Recursion is a fundamental concept that most programmers should find familiar. It is often a more graceful way to represent performing some action over and over without resorting to a purely procedural approach, such as while-loops.

Recursion is especially important as a basic tenent in the theory of computation. In fact, the very determination of what is and what is not considered computable is often described in terms of recursively definable functions. We will see however that even as elegant as recursion can be, the traditional model can still be quite messy when used to describe computation in mathematical and logical exactitude.

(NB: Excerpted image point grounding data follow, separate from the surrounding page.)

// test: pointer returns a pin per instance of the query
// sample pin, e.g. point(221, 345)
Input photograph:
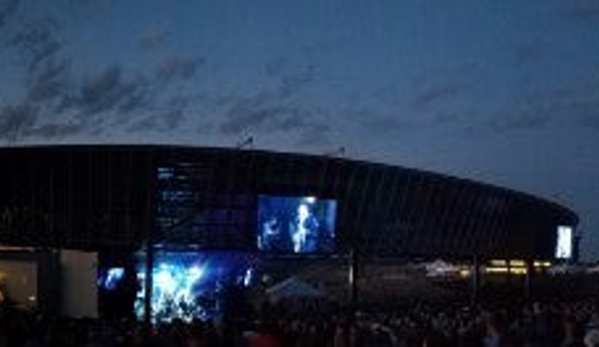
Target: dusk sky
point(505, 92)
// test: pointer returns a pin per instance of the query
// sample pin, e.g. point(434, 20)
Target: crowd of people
point(550, 323)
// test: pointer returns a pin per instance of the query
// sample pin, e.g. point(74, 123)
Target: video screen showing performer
point(296, 225)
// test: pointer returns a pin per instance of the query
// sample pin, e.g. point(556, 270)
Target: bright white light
point(165, 281)
point(563, 249)
point(247, 279)
point(195, 273)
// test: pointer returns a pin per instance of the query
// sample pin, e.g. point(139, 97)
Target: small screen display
point(109, 279)
point(563, 248)
point(296, 225)
point(191, 285)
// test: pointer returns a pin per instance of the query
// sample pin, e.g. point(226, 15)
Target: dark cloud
point(178, 68)
point(519, 120)
point(49, 82)
point(17, 121)
point(433, 93)
point(57, 130)
point(7, 9)
point(575, 103)
point(105, 91)
point(37, 40)
point(271, 109)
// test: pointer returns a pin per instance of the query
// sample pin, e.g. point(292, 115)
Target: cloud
point(107, 91)
point(50, 81)
point(178, 68)
point(574, 103)
point(56, 130)
point(271, 109)
point(37, 40)
point(433, 93)
point(17, 121)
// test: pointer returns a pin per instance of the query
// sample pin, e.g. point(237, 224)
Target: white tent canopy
point(294, 287)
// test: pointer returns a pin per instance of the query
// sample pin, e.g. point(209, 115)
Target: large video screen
point(296, 225)
point(193, 285)
point(563, 249)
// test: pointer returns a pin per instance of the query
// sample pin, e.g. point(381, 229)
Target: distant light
point(563, 249)
point(195, 273)
point(310, 199)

The theory of fixed points provides a delightful yet unintuitive solution.

From a simple algebraic point of view, most of us have first encountered fixed points in algebra or geometry, although we may not be familiar with the terminology. Simply put, given a function f(x), some particular value of x is called a fixed point if f(x)=x. As an example, consider the function g(x)=1/x. In this case the number 1 is a fixed point of g, since g(1)=1. The general idea is simple enough, although the fixed points we will be talking about are of a much more advanced breed.

Factorials revisited

The classic problem used to introduce recursion is often the factorial. The factorial of an integer n is the product of all the integers below it, e.g., n * (n-1) * ... * 3 * 2 * 1. A classic recursive function to compute the factorial is:

define function f(y):
  if equal(y,0) then 1 else y * f(y-1)

There is something unsettling about this recursive function; the definition depends upon itself, even though this is the primary property of recursion. However from an rigorous axiomatic perspective such cyclic definitions are absurd and nonsensical. Imagine if some dictionary routinely defined a word in terms of itself; it would be essentially useless. So instead of the above recursive definition, we need to find an equivalent equational definition.

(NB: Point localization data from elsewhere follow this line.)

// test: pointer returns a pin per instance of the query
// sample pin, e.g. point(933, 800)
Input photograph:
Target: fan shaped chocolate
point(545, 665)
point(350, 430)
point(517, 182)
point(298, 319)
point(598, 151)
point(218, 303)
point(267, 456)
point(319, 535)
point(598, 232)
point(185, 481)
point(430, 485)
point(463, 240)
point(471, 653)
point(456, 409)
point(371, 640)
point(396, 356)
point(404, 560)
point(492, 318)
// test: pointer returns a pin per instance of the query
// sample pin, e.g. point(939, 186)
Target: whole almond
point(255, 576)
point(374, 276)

We may reformulate our recursive function f(x) into an equation by abstracting out the quantity f. If you've never studied so-called first class functions, that may sound very strange, but it will make sense. Try to think of f as just another variable instead of a function. Then the factoring process starts with the following equation, which we will label F (presented first in the familiar equational form and then in lambda form):

F:  f = if equal(y,0) then 1 else y * f(y-1)

F:  λf.λy. if equal(y,0) then 1 else y * f(y-1)

Yes, we are factoring out the function f just as if it were a plain variable in algebra; this is permissible. Also notice that the above equation is not defined in terms of itself; f only occurs as a bound variable just like y.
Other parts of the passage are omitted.